Werning: Wir haben in unseren Forschungen insbesondere die Elternpartizipation an Ganztags-Förderschulen untersucht. Hier zeigt sich ein großer Nachholbedarf. Insgesamt bieten Ganztagsschulen, insbesondere gebundene Ganztagsschulen, mehr Zeit und Raum für individuelle Förderung. Die Verbindung von schulischem Lernen, individueller Förderung und Freizeitgestaltung trägt zu einer differenzierteren Wahrnehmung der Kinder und Jugendlichen bei. Aber auch hier gilt: Der Ganztag allein macht es nicht. Auch an Ganztagsschulen müssen sich die Lehrkäfte und die pädagogischen Mitarbeiter Gedanken machen, was es bedeutet, sich auf die Heterogenität der Schülerinnen und Schüler einzulassen und individuelle Lern- und Entwicklungsangebote für alle Kinder und Jugendlichen zu entwickeln.
Online-Redaktion: Welche Voraussetzungen müssen erfüllt sein, und wie müssen Strukturen verändert werden, damit Regelschulen Inklusion erfolgreich gestalten und leben können?
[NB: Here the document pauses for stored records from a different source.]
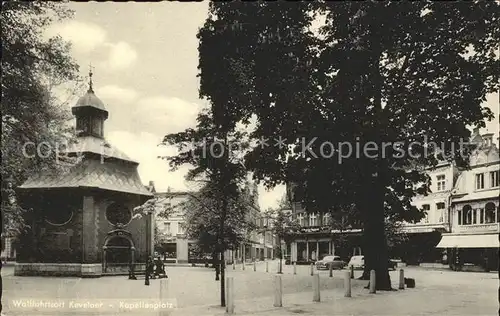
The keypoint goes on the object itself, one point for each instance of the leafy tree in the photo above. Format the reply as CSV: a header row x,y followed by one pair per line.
x,y
203,221
32,66
214,150
282,225
358,82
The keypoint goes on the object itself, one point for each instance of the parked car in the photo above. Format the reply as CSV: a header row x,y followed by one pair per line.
x,y
358,262
325,263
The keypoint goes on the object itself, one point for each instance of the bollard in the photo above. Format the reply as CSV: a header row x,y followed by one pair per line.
x,y
163,296
347,284
316,295
401,279
278,291
230,295
372,282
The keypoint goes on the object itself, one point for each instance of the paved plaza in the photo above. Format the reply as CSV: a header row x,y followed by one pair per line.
x,y
193,291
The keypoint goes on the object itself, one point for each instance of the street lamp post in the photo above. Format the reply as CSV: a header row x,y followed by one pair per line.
x,y
148,233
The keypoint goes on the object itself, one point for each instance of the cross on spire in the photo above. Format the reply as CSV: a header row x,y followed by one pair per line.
x,y
90,78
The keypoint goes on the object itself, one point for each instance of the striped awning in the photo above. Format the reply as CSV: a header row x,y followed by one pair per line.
x,y
469,241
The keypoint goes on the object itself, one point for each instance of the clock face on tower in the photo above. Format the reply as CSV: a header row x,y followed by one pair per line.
x,y
118,214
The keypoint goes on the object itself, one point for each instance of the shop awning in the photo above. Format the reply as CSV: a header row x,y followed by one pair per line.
x,y
469,241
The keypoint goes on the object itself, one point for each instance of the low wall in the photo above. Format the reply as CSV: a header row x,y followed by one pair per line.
x,y
58,269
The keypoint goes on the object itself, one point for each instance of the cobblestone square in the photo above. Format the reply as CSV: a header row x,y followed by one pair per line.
x,y
193,291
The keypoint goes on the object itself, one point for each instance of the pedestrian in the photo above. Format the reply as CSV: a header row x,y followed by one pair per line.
x,y
150,268
160,269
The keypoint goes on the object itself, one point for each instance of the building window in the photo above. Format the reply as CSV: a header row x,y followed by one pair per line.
x,y
465,215
313,220
326,219
182,228
479,181
167,227
441,182
96,126
302,220
494,180
426,208
441,211
489,210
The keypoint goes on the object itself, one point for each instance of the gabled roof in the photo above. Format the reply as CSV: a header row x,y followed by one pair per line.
x,y
91,173
98,146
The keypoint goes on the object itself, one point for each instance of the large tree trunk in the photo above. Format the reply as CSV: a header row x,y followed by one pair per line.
x,y
374,240
222,280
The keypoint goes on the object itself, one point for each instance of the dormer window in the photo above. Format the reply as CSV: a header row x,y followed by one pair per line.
x,y
494,179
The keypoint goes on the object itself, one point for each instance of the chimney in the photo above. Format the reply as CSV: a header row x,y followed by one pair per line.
x,y
488,139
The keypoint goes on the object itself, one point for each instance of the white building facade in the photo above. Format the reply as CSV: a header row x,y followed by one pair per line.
x,y
473,241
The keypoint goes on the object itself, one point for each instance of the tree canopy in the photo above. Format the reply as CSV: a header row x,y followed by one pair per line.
x,y
32,117
406,74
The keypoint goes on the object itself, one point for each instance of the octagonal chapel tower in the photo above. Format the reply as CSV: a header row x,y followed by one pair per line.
x,y
82,220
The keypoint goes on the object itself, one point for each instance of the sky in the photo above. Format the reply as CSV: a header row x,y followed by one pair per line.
x,y
144,58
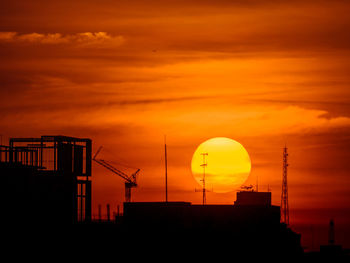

Werning: Notwendig sind allgemeine Schulen, die die Herausforderung annehmen, sich auf die Individualität ihrer Schülerinnen und Schüler einzulassen. Dazu gehört einerseits die Entwicklung einer Schulkultur, die Heterogenität akzeptiert und wertschätzt. Dazu gehört andererseits der Aufbau von Teamstrukturen, z. B. von Klassenteams oder Jahrgangsteams. Die Planung und Umsetzung eines Unterrichts, der alle Schülerinnen und Schüler gemäß ihrem Lern- und Entwicklungsstand fördert, ist eine große Herausforderung. Eine erfolgreiche Umsetzung kann nur gelingen, wenn die Kompetenzen von Lehrkräften, von Sonderpädagogen und Regelschullehrkräften, zusammengeführt werden. Eine klare Unterstützung von bildungspolitischer Seite und die Bereitstellung von Ressourcen für den Umbau der selektiven hin zu inklusiven Strukturen sind gleichfalls von entscheidender Bedeutung.